NLM BYU 31

The block moves on a rough horizontal floor with coefficient of friction $\mu$. The only horizontal force is kinetic friction $f_k = \mu mg$. Thus, the retardation (negative acceleration) is constant: $$a = -\frac{f_k}{m} = -\frac{\mu mg}{m} = -\mu g$$ The observation is that at time $t = \tau$, the block is at distance $s$. There are two distinct possibilities for this observation:

1. The block is still moving at time $\tau$.
2. The block stopped at distance $s$ at some time $t_{stop} < \tau$ and remained there.

Using the second equation of motion $s = ut + \frac{1}{2}at^2$: $$s = u\tau – \frac{1}{2}\mu g \tau^2$$ Solving for $\mu$: $$\frac{1}{2}\mu g \tau^2 = u\tau – s$$ $$\mu = \frac{2(u\tau – s)}{g\tau^2}$$ Condition: The final velocity must be non-negative ($v \ge 0$). $$v = u – \mu g \tau = u – g\tau \left( \frac{2(u\tau – s)}{g\tau^2} \right) = u – \frac{2u\tau – 2s}{\tau} = \frac{2s}{\tau} – u$$ For $v \ge 0$, we need $\frac{2s}{\tau} \ge u \Rightarrow s \ge \frac{u\tau}{2}$. So this solution is valid for $\frac{u\tau}{2} \le s < u\tau$.

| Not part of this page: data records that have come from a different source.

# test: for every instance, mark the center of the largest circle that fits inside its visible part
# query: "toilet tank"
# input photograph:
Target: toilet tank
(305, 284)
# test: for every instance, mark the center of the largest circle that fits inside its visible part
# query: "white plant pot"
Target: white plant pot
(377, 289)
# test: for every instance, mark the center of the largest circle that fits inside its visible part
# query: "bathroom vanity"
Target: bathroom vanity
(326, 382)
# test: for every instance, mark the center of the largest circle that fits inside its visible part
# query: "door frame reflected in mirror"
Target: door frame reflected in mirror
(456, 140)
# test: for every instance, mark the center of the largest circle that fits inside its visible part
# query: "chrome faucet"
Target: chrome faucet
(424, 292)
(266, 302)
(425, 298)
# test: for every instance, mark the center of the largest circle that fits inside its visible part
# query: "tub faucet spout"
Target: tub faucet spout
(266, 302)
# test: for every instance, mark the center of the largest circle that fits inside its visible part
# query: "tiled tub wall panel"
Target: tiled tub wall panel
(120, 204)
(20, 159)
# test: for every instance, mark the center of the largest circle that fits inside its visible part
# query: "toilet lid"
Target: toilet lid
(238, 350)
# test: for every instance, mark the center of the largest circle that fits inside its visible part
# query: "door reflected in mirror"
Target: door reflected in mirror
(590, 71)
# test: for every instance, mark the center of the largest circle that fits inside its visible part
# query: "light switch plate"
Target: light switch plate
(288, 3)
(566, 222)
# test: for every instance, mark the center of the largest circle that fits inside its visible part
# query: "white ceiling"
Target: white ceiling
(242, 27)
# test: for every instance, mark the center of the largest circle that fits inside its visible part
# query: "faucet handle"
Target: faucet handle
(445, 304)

If the block stops, it does so at distance $s$. The final velocity is 0. Using $v^2 – u^2 = 2as$: $$0^2 – u^2 = 2(-\mu g)s$$ $$u^2 = 2\mu g s \implies \mu = \frac{u^2}{2gs}$$ Condition: The time to stop $t_{stop}$ must be less than or equal to the observation time $\tau$. $$t_{stop} = \frac{u}{\mu g}$$ Substituting $\mu$: $t_{stop} = \frac{u}{ (\frac{u^2}{2gs}) g } = \frac{2s}{u}$ We need $t_{stop} \le \tau \Rightarrow \frac{2s}{u} \le \tau \Rightarrow s \le \frac{u\tau}{2}$.